By SHAUN HITTLE, The Lawrence Journal-World
Cindy Hillebrand, 61, knows — thanks to DNA evidence — who grabbed her off a street in downtown Topeka at knifepoint 28 years ago and repeatedly raped her.
His name is Joel L. Russell, a convicted sex offender currently doing time in a Kansas prison for several other sexual assaults.
But because of the current five-year statute of limitation on rape cases in Kansas, there's nothing prosecutors can do about Hillebrand's case.
Future victims, however, may get justice in similar cases, as Kansas lawmakers in both the House and the Senate last week unanimously passed bills that abolish a statute of limitations in rape and sodomy cases.
Kansas is among 10 states that now require a rape to be prosecuted within five years, but under the new legislation, Kansas would join 20 other states that allow rape prosecutions at any time.
The bill also allows for prosecution of a sexually violent crime to begin within 10 years of when a victim turns 18. Current law allows prosecutors to file charges within a year of when DNA evidence identifies a suspect in a sex crime.

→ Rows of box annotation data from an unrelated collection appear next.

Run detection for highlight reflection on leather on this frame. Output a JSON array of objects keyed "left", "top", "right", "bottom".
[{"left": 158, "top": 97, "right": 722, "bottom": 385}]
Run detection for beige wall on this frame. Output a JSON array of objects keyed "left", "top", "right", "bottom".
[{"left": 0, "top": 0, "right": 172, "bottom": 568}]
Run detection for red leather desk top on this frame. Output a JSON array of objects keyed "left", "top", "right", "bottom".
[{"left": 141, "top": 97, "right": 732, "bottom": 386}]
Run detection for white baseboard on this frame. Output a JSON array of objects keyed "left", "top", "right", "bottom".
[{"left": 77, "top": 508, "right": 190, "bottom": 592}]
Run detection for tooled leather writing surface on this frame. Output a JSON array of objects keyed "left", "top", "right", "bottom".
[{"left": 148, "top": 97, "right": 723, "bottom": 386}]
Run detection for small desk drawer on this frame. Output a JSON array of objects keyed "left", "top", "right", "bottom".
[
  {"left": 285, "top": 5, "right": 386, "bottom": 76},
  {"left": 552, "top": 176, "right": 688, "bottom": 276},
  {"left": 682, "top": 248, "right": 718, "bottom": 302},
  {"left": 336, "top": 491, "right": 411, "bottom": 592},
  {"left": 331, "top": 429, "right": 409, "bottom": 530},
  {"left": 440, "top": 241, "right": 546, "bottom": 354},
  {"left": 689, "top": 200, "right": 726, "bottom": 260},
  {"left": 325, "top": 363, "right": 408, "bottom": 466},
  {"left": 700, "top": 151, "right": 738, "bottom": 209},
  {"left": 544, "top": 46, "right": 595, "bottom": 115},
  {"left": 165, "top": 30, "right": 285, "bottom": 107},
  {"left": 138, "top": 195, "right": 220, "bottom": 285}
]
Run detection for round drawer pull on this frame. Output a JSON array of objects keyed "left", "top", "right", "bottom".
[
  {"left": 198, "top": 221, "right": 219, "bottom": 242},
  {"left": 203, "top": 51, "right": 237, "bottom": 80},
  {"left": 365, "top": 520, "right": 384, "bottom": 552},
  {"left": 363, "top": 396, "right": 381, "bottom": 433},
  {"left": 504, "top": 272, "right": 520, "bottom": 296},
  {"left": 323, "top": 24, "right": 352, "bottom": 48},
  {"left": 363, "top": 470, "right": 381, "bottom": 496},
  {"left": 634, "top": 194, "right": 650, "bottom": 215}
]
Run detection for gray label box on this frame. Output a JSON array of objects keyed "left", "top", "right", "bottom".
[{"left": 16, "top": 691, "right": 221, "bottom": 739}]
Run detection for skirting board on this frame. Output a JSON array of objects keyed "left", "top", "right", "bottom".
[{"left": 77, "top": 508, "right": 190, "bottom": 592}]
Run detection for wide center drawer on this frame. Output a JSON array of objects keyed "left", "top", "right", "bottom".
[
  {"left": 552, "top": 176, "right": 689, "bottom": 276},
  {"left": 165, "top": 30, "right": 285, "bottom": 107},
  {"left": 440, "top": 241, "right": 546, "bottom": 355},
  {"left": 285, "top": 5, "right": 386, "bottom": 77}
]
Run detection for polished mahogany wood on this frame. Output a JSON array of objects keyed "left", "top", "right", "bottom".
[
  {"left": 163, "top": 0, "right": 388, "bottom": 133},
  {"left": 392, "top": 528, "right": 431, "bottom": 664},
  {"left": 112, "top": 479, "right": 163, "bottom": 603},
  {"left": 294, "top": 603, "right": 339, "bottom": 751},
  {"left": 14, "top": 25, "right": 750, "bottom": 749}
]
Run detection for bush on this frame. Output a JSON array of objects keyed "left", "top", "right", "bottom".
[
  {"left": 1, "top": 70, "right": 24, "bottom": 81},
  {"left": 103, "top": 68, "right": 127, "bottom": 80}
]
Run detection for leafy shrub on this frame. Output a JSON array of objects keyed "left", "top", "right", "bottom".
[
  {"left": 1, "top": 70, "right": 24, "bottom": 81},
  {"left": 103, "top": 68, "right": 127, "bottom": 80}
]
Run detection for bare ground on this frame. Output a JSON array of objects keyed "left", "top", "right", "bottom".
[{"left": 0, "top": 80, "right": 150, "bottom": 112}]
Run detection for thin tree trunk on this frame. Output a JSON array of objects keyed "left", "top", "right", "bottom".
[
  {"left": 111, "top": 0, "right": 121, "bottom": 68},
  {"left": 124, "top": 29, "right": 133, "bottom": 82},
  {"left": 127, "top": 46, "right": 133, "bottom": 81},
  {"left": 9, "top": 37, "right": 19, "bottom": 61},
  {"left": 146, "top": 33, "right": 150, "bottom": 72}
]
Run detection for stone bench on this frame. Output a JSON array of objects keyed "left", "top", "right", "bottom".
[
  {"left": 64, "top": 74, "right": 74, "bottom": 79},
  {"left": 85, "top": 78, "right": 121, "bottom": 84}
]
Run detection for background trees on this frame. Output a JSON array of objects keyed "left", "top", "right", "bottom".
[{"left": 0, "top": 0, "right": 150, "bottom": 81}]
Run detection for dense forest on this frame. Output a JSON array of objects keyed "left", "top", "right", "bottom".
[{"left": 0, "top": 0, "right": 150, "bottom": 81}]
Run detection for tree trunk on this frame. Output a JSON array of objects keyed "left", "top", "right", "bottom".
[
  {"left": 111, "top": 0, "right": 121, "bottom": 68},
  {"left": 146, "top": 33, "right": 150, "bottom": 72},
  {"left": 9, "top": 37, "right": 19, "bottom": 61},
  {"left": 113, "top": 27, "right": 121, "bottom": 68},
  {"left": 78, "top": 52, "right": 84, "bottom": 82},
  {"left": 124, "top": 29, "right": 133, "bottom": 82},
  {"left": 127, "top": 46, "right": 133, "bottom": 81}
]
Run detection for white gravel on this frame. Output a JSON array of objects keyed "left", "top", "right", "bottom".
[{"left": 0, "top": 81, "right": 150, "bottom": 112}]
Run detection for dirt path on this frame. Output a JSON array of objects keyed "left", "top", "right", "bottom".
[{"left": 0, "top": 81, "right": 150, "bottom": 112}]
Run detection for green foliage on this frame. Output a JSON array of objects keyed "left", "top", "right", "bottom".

The House approved its bill on Friday, one day after the Senate approved its own legislation. Each chamber’s bill went to the other. The content of the two measures are identical.
Hillebrand, who traveled from out of state to speak to lawmakers in favor of the legislation, found herself in the role of advocate following a Journal-World series focusing on her case.
"I've been working so hard on this," said Hillebrand, who's been working with the Kansas Coalition Against Sexual and Domestic Violence, which helped craft the legislation.
After a 2011 Journal-World article on Joe Jones, a Topeka man who was wrongfully convicted and later exonerated by DNA evidence in the 1985 attack on Hillebrand, Topeka police reopened the investigation.
DNA testing in 2012 identified Russell as a suspect in Hillebrand's case. An arrest warrant for Russell was issued, but prosecutors had to drop the case because the five-year statute of limitations in the case had run out decades ago.
The new bill won't help in older cases such as Hillebrand's, but could open the door for prosecutions in future rape cases.
Frustrated that Russell couldn't be brought to trial in her case, Hillebrand focused her attention on ensuring other offenders won't slip through the cracks.
Working on the bill, and seeing it passed, has helped Hillebrand in her own recovery, ongoing for nearly three decades.
"It's the only way I'll get any justice on this," she said.